Avery mentally sorted through what they had, trying to see the situation through their killer’s eyes. He’d picked one of the busier stations in the area, presumably hoping no one would remember his face. Paying cash meant risking a face-to-face encounter with the cashier, but it was less risky than using a credit card that would leave a paper trail. If taking Malaya had been a crime of opportunity, then he was making things up as he went along, which in the end, gave them a slight advantage. All he had to do was make one mistake. But they
needed his identity.
Avery stood at the video monitor beside John, one of the cashiers helping them. “You were working out front?”
His hand trembled as he reached up to scratch his face. “Yes.”
“I need you to tell me anything you can remember—anything about these cash transactions while we watch the customers on the video.”
“I’ll try, but we have so many customers going through . . .”
“Anything you can tell us will help.”
“Okay.”
Mitch began cuing up the time frames on the video that matched the cash receipts. They watched the first match. An older woman, seventy, seventy-five, paid cash for her gas.
John nodded. “She paid her bill in quarters and pennies.”
“Doesn’t look nervous and certainly doesn’t fit any profile.” Just slow. “Next.”
John didn’t come up with anything until the fourth customer. “Wait.
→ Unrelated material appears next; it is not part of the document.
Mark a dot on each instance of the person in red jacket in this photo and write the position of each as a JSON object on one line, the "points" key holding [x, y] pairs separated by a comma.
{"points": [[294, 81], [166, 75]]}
I remember him. He had his hat pulled low. Mumbled, seemed in a hurry. Nervous.”
The video feed was grainy. “Can you give a detailed description?”
“I don’t know. Midfifties. Asian, I think.”
Avery’s mind started clicking. It had to be him. “You’re sure about that?”
John nodded his head. “Yeah . . . yeah, I’m sure.”
“Okay. Mitch, see if you can get a clear shot of his face, then find the corresponding video from outside so we can identify him getting into his car.”
Two minutes later, Mitch paused the tape again. “There isn’t a clear shot of his face inside the store, but take a look at this.”
Their suspect unlocked a dark sedan with tinted windows. “That’s him.”
Tory tapped on the screen. “The car matches the description Mrs. Chu gave about a vehicle she spotted in the neighborhood when she went out to look for Malaya.”
“Rewind the video thirty seconds, before he exits the store, and slow it down to half speed.” Avery held her breath while Mitch rewound the video. “There . . . there she is. Malaya exited the vehicle right before he returned from paying for his gas.”